Part 6

4.1K 356 9
                                    

06. Bolos

~°•°~

Pelajaran sekolah hari ini tampak membosankan--tentunya selain ulangan lisan bahasa Inggris. Tidak ada yang menarik. Para guru hanya membahas materi, tidak ada yang bertanya pada anak muridnya seperti biasa.

Bahkan, Naka yang biasanya terlalu fokus mendengarkan sekarang malah bodo amat. Dia hanya mengikuti saja. Naka memang tidak aktif, tapi para guru selalu aktif menunjuknya. Soalnya di kelas, cuman dia yang waras. Lainnya enggak. Ya walaupun kadang Naka sama tidak warasnya.

Jam istirahat berbunyi nyaring. Guru berucap terimakasih baru keluar kelas. Naka membaringkan kepalanya di atas kedua tangannya yang terlipat. Kedua matanya terpejam. Entahlah. Naka hanya malas saja. Begitu juga dengan Alca yang duduk disebelahnya. Mereka sama-sama malas.

Cuaca juga mendukung. Langit tidak cerah, matahari bersembunyi dibalik awan. Terlihat mendung dan hujan belum pasti akan turun. Angin yang berhembus juga cukup dingin.

"Na, ayo kantin." Alca mengajak. Dia tidak lupa kalau tadi pagi Naka hanya makan buah persik dan teh hijau saja. "Lo belum makan."

Naka menggeleng, "Gak laper." jawabnya. Naka laper sejujurnya, tapi dia terlalu malas untuk beranjak bangun dan pergi ke kantin.

"Nanti gue bawain roti," Alca tidak dapat memaksa. Dia bangkit membuat kursi yang tadi ia duduki, terdorong ke belakang.

Naka tidak peduli. Dia masih setia memejamkan kedua matanya. Merilekskan tubuhnya walaupun tidak berpengaruh sama sekali dengan rasa malasnya.

Ada sekitar tiga menit, tubuh Naka di guncang pelan. Naka mengerang tidak suka. Merasa terganggu. Dia hanya ingin menikmati hidupnya.

"Na, Ayah lo nunggu di ruang kepala sekolah."

Mendadak rasa malas Naka menghilang mendengar ucapan teman seangkatannya itu. Naka menatapnya, dia bangkit berdiri. Mengucapkan terimakasih lalu beranjak keluar.

Mau apa pria bau tanah itu mengunjungi sekolahnya?

Naka menuruni tangga dengan langkah cukup cepat. Dia tau Ayahnya tidak suka menunggu. Kalau menunggu terlalu lama, Naka akan mendapatkan pukulan juga tamparan. Hari ini, Naka terlalu malas untuk terluka. Makanya dia datang ke ruang kepala sekolah secepat yang ia bisa.

Tepat di depan pintu ruang kepala sekolah, Naka mengetuk pintu lalu pintu depannya ia dorong masuk. Naka menunduk sopan saat dia melihat kalau kepala sekolah menatapnya.

"Baiklah, karena Naka sudah datang, saya permisi lebih dulu." Kepala sekolah tersenyum ramah lalu dia benar-benar keluar meninggalkan keduanya.

Naka menatap pintu di belakangnya yang tertutup. Lalu tatapannya kembali menatap ke arah Ayahnya. Pria itu menatapnya datar. Terlihat seperti memikirkan banyak hal walaupun Naka meragukannya.

"Kenapa kau masih hidup?"

Naka menatapnya. Ekspresi wajahnya tidak terlihat terkejut. Dia sudah menebak kalau Ayahnya itu hanya menginginkan kematiannya.

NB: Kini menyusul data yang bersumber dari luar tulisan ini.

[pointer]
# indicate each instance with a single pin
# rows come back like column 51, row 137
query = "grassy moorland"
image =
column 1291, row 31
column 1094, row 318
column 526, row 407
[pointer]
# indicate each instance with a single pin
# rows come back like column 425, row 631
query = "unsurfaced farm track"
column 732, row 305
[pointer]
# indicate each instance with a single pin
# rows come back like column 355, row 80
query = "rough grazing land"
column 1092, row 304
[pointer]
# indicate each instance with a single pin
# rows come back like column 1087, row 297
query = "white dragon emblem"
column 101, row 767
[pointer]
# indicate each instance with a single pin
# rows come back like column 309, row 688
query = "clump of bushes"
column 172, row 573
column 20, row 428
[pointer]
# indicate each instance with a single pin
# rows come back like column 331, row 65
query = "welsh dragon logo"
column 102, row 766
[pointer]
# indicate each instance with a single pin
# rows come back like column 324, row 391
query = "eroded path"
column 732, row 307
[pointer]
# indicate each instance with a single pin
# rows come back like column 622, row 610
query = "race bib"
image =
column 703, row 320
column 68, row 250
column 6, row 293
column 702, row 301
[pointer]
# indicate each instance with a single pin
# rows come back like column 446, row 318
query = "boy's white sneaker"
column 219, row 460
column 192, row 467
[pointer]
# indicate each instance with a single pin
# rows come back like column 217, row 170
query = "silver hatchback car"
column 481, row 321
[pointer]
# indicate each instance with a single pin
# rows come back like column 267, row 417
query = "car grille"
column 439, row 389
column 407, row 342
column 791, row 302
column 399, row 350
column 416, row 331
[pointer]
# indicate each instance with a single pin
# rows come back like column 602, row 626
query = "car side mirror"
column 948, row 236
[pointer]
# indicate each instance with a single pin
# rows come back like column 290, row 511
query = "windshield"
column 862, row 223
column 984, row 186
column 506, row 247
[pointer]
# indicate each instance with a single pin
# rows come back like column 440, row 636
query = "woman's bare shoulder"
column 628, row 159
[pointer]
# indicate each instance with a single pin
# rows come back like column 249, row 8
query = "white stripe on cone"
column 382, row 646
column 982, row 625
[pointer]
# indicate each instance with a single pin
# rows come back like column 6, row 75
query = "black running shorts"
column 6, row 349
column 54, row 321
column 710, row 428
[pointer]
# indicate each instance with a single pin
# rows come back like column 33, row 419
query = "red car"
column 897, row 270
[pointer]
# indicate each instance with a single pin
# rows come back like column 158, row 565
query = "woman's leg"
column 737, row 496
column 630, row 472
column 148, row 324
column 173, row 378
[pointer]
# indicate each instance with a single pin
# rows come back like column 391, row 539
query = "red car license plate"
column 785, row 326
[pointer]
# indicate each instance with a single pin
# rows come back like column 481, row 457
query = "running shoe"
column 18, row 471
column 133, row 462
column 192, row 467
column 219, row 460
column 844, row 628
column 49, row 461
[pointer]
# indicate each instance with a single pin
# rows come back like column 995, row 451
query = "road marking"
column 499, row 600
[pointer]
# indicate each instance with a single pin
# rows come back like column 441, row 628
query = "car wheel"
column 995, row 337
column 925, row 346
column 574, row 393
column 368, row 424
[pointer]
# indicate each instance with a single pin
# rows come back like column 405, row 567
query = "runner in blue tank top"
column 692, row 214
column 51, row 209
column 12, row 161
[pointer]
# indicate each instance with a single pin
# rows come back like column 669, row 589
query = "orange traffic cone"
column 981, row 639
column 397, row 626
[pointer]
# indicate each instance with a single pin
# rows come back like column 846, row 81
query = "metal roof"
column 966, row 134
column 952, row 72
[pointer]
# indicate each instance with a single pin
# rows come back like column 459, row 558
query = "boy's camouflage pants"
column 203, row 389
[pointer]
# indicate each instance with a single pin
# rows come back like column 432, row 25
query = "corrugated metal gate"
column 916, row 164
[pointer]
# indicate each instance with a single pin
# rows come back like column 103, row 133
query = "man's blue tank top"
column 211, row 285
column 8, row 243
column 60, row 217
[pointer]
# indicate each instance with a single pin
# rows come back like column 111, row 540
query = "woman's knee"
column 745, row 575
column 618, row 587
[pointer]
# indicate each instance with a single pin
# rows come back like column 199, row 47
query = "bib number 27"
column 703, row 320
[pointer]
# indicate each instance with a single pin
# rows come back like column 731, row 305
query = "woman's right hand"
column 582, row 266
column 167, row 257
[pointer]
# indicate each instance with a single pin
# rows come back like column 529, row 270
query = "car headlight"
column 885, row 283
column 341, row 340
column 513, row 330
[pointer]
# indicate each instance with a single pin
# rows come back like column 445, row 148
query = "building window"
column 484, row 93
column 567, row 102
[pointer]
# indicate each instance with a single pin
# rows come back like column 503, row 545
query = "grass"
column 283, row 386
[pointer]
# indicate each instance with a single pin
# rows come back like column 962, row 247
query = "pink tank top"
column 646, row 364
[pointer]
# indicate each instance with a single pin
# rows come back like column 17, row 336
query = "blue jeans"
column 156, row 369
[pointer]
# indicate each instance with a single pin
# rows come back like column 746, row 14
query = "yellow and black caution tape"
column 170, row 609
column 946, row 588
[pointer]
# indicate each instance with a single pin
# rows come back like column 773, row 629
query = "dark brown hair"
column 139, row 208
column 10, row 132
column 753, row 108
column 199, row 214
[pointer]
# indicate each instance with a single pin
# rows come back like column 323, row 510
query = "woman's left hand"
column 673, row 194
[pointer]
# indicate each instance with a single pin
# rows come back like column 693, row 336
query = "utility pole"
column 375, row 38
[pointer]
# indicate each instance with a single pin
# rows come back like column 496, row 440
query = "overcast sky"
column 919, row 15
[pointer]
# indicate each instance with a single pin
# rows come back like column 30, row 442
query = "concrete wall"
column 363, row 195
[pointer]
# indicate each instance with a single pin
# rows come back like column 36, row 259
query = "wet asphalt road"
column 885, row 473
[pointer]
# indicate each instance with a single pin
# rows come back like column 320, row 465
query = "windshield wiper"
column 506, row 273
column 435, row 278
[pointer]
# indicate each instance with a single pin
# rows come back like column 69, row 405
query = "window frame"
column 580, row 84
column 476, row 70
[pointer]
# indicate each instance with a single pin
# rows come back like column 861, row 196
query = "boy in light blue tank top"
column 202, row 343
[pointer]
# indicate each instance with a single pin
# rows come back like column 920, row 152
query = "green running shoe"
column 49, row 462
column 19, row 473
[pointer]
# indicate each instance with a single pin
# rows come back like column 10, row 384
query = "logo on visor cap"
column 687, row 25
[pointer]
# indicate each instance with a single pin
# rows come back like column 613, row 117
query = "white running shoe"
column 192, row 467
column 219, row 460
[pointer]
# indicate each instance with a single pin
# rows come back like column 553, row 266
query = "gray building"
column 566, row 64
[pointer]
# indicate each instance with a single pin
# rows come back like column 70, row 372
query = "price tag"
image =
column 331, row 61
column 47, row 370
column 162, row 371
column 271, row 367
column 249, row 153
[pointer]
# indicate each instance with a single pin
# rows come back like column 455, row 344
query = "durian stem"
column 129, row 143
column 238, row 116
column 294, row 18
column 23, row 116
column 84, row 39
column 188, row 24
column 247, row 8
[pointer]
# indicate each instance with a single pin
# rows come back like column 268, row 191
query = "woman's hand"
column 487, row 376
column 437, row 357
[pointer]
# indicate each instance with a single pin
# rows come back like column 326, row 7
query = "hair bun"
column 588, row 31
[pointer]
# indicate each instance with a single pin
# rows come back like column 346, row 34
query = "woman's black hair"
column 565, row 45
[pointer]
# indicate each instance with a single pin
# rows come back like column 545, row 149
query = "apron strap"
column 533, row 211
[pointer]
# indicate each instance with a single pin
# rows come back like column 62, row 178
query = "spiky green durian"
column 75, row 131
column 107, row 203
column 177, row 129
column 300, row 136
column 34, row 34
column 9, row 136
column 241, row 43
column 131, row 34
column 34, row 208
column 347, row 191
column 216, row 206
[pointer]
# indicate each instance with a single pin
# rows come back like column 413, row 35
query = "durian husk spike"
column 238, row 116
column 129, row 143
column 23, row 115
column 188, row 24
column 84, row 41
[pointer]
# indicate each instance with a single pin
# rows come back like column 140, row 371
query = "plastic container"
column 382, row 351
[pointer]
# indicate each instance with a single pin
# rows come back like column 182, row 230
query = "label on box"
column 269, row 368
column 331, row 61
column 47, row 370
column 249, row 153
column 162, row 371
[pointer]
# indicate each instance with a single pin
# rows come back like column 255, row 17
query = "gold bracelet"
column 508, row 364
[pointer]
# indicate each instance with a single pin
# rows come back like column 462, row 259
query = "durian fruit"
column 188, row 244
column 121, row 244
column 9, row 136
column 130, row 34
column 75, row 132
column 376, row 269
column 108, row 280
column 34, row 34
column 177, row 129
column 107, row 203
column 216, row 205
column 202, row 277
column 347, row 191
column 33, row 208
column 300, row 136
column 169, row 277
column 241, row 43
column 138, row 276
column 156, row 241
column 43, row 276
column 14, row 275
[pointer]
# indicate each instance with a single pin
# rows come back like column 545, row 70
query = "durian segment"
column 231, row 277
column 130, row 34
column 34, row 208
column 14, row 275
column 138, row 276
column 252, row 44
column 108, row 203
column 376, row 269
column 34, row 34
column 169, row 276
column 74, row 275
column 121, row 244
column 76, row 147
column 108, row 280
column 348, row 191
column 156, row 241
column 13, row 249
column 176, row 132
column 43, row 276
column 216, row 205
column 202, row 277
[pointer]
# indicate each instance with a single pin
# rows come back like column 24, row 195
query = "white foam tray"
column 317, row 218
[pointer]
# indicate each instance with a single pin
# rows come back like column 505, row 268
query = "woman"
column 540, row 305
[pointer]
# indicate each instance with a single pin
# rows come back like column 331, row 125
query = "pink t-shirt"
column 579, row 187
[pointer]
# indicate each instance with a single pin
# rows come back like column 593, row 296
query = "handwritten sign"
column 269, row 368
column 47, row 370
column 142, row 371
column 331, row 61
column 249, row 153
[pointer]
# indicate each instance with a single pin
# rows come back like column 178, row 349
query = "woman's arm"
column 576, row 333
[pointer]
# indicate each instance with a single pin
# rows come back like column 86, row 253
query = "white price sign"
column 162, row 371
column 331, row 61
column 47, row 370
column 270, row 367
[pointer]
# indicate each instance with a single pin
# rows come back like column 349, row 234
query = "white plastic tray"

Sejak dulu.

"Kenapa anda selalu menanyakan hal yang sama?" tanya Naka pura-pura bingung. "Sekarang, aku sudah bukan bagian dari keluarga Oliver lagi. Sekarang anda hanya memiliki dua anak. Jadi, tidak perlu repot-repot untuk menyingkirkanku. Dan lagi, belum waktunya aku mati, jadi anda masih bisa melihatku."

Ayahnya masih tenang. Tidak terlihat marah. Berbeda dengan kepalan tangannya yang mengerat.

Di lihat sekilas pun, Naka dan Ayahnya ini benar-benar mirip. Mau dari wajah atau pun sifat mereka. Sama-sama tenang walaupun menyimpan banyak ide licik di kepala.